There are innumerable questions awaiting for an answer: Which are the effects and impacts of extraction development processes on the society, the environment and the States in the Andean Amazon region? Is it viable to implement new paradigms of sustainable development in the Andean Amazon region? Which is the future of the peasant indigenous economy within the framework of its role in food security and the effects, every time more direct, of extraction models with the process of foreign hands taking control over the land? How could we strengthen the capacity, the rol and the contribution of rural producers in the present process of state transformations and in the transit toward a paradigm of Good Living? Which is the present situation of both sovereignty and food security in the Amazon Andean region and which is its sustainability? What is the role played by transborder economies and migrations in the development of states in the Andean Amazon region?; What is the situational condition and the institutional viability of democracies in the states of the Andean Amazon region? And which is the perspective of Good Living in the peasant indigenous world of this region within this scenario?

Andean Amazon Forum on Rural Development

Motivated and under pressure by this complex reality, a group of institutions and organizations working in the rural, national and regional development in Bolivia, Brazil Ecuador and Peru, seek to generate democratic and plural spaces from the civil society in order to assess, reflect and build consensus around the answers and proposals demanded by the problematic of development within the Andean Amazon region.
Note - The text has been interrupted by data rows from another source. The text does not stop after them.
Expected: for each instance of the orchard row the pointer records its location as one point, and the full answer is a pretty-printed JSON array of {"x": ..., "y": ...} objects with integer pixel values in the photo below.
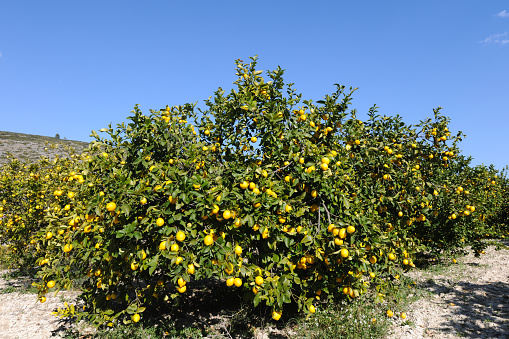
[{"x": 289, "y": 200}]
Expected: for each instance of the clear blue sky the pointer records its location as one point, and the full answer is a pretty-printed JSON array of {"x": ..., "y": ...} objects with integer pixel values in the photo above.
[{"x": 70, "y": 67}]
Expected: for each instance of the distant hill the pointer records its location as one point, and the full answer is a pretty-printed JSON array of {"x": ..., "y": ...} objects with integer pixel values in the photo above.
[{"x": 32, "y": 147}]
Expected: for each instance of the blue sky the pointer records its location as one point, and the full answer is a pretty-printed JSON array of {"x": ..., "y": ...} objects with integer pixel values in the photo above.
[{"x": 70, "y": 67}]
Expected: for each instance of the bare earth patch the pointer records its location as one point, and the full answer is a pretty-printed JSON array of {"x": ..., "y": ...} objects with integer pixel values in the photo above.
[
  {"x": 24, "y": 317},
  {"x": 467, "y": 300}
]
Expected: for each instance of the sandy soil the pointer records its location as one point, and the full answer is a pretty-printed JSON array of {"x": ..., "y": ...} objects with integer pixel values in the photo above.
[{"x": 466, "y": 300}]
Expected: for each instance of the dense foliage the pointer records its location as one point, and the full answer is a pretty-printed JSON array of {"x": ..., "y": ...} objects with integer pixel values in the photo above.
[{"x": 290, "y": 200}]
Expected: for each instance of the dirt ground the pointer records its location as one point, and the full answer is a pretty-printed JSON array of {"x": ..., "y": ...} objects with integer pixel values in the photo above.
[{"x": 466, "y": 300}]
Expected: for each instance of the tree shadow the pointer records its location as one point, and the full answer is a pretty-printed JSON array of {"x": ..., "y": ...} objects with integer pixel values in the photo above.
[
  {"x": 209, "y": 307},
  {"x": 478, "y": 310}
]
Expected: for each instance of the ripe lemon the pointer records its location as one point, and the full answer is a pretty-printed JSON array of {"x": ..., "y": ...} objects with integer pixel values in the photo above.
[
  {"x": 180, "y": 236},
  {"x": 342, "y": 233},
  {"x": 276, "y": 315}
]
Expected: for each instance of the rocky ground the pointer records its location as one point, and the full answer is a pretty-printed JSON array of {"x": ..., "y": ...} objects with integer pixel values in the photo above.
[{"x": 466, "y": 300}]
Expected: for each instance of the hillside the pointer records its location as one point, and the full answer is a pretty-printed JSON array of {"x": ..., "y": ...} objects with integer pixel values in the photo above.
[{"x": 32, "y": 147}]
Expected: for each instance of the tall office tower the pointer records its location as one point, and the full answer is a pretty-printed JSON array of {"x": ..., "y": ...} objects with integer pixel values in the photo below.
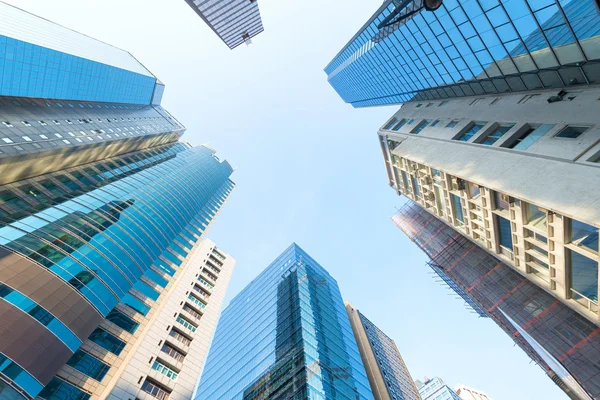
[
  {"x": 468, "y": 48},
  {"x": 100, "y": 210},
  {"x": 168, "y": 355},
  {"x": 436, "y": 389},
  {"x": 563, "y": 342},
  {"x": 387, "y": 373},
  {"x": 467, "y": 393},
  {"x": 234, "y": 21},
  {"x": 285, "y": 336}
]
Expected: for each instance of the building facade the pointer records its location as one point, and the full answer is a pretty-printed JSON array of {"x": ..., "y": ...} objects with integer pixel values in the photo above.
[
  {"x": 468, "y": 48},
  {"x": 285, "y": 336},
  {"x": 560, "y": 340},
  {"x": 436, "y": 389},
  {"x": 169, "y": 354},
  {"x": 234, "y": 21},
  {"x": 467, "y": 393},
  {"x": 387, "y": 373},
  {"x": 102, "y": 212}
]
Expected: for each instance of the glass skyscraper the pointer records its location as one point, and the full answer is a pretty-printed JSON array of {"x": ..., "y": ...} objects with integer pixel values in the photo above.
[
  {"x": 234, "y": 21},
  {"x": 285, "y": 336},
  {"x": 100, "y": 205},
  {"x": 388, "y": 375},
  {"x": 468, "y": 47}
]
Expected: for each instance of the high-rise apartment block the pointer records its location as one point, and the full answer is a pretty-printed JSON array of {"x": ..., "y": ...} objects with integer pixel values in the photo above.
[
  {"x": 467, "y": 393},
  {"x": 497, "y": 148},
  {"x": 102, "y": 214},
  {"x": 234, "y": 21},
  {"x": 387, "y": 372},
  {"x": 285, "y": 336},
  {"x": 468, "y": 48},
  {"x": 436, "y": 389}
]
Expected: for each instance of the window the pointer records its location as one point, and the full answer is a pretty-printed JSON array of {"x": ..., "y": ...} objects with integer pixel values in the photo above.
[
  {"x": 475, "y": 127},
  {"x": 420, "y": 126},
  {"x": 526, "y": 98},
  {"x": 416, "y": 190},
  {"x": 504, "y": 232},
  {"x": 584, "y": 276},
  {"x": 58, "y": 389},
  {"x": 88, "y": 365},
  {"x": 163, "y": 369},
  {"x": 457, "y": 208},
  {"x": 496, "y": 134},
  {"x": 155, "y": 390},
  {"x": 390, "y": 123},
  {"x": 399, "y": 125},
  {"x": 572, "y": 132},
  {"x": 584, "y": 235},
  {"x": 501, "y": 201},
  {"x": 107, "y": 341},
  {"x": 171, "y": 351},
  {"x": 536, "y": 216},
  {"x": 180, "y": 337},
  {"x": 531, "y": 135},
  {"x": 122, "y": 321}
]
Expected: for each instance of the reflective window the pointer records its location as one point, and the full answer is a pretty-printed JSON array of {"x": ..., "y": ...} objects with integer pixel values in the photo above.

This will was expressed in the strategic alliance to create the “Platform of dinamizing institutions of the Amazon Andean Forum for Rural Development” (FAA-DR).

From within the FAA-DR drafting and diffusion actions for investigations and publications are being fostered ; the creation of spaces and events for the debate such as forum, seminars, talks, symposium; an Exchange of experiences by involved actors and the holding of agro-ecological fairs and of the book. Another important task is the drafting of proposal exerting influence on policies related with the rural world, trying to attain through them, to deepen, propagate and include in the agenda and on the public debate the different thematic forming part of rural development in the Andean Amazon region.

Actions have been planned for 2013 that will allow continuing with the process towards the expansion and deepening of knowledge and of the public and plural debate. Thus, on September 18, 19 and 20, in the city of La Paz, will take place the II International Amazon Andean Forum of Rural Development, space in which the central issues for debate in the creation of alternative proposals by the civil society will be the development, indigenous peasant economy models and the transborder dynamics, the problem of the land, territory and natural resources and the status and perspective of States and the democracy in the region.

The pertinence and relevance of issues in the agenda express in full clarity its strategic importance for rural development in the Andean Amazon region.